Hemorrhagic stroke (HS) is a brain bleeding that develops in the result of solution of arterial vessel continuity (rupture) in the brain on the background of a hypertensic crisis (abrupt increase in blood pressure).
HS is the second most frequent form of a stroke, which embraces 15–30 % of all stroke cases. The average age of HS patients is 60–65 years, men and women ration is 1.6:1. The risk of HS development rises considerably after the age of 55 years and doubles every single decade. HS mortality rate is 40–50 %, and 70–75 % of the survived patients get the disability status.
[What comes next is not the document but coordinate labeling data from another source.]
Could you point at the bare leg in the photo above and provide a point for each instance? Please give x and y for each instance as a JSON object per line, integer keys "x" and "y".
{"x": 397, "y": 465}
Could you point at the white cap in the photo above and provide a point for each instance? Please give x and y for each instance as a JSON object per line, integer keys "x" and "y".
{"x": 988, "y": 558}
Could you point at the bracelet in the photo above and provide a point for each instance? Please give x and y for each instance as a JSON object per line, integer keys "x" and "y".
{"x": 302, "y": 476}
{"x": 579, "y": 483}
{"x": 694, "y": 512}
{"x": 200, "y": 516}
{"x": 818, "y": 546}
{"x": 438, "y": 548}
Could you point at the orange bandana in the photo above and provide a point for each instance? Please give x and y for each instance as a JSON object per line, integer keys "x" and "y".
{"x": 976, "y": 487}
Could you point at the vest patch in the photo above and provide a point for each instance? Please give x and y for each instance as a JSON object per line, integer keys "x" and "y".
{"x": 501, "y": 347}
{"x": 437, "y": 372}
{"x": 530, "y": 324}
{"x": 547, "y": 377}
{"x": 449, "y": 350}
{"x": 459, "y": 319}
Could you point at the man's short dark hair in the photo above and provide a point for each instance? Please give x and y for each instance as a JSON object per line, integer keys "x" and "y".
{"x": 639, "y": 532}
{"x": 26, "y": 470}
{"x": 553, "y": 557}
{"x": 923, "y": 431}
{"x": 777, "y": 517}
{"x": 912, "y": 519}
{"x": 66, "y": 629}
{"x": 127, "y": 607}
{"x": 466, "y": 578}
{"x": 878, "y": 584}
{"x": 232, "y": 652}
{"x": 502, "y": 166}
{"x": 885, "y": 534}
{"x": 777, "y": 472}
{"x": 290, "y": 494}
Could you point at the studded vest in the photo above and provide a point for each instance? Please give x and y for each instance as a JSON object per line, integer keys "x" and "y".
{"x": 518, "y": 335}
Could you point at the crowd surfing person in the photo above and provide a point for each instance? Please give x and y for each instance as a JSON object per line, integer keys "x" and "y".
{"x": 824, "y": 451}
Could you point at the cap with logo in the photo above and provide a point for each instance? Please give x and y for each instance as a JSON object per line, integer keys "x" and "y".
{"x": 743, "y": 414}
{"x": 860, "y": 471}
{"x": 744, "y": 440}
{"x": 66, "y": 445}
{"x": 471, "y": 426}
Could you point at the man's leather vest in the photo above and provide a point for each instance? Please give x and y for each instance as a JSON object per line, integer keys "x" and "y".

The risk factors of HS development are high blood pressure, abusive drinking behavior, blood diseases, congenital vascular anomalies, such as aneurysms and arteriovenous malformations.
In case of the suspected HS a patient should be urgently admitted into a hospital, into a resuscitation or an intensive care unit. The main HS diagnostic technique is the computerized tomography of the brain. Detection of a non-traumatic intracerebral hematoma during a neurological CT (MRI) is an indication for a mandatory consultation by a neurosurgeon.
Non-surgical treatment is usually performed for the patients with small intracerebral hematomas that do not cause a pronounced mass effect, gross neurological disorders (decreased alertness to stupefaction, hemiplegia), brain herniation and are not accompanied by a blood burst into the ventricular system.
Surgical treatment is not indicated in case of large hematomas (more than 80 mm3), brain-stem hematomas and massive brain destruction due to a dismal prognosis.
Surgical treatment results in the proved reduction of the lethality, and the part of the patients for whom non-surgical treatment is not efficient has the reduction of neurological deficit already in the acute period of the disease. A relative contraindication to the surgery is a severe somatic pathology (pancreatic diabetes, hepatorenal, cardiovascular and pulmonary pathology at the stage of subcompensation and decompensation, coagulopathy, sepsis), uncontrolled arterial hypertension which means systolic pressure above 200 mm mercury pressure.
Surgical treatment may include a minimally invasive puncture removal of an intracerebral hematoma, the use of the endoscopic devices included, and a microsurgical removal of a hematoma during an upfront surgery with a cranial trepanation.
Rehabilitation of the patients with HS should be started as soon as possible, already after the hospital treatment, and should be performed within the first 6 months after a past stroke, and for a longer time if necessary.
Rehabilitation procedures include verticalization and activation of a patient, exercise therapy, massage, speech therapy sessions, and training of the skills of daily tasks completion using fine movements. It is advisable to reduce the time of patients’ hospital stay after main treatment procedures for the quickest transfer of patients to rehabilitation centers and full-scale recreational sessions.
Restoration of lost functions and amelioration of complications require particular persistence and a lot of time. Prevention includes regular check-ups, adhering to diet recommendations, maintaining of target blood pressure values, moderate physical activity.
Author of the article: Viktoriya Penner, M.D.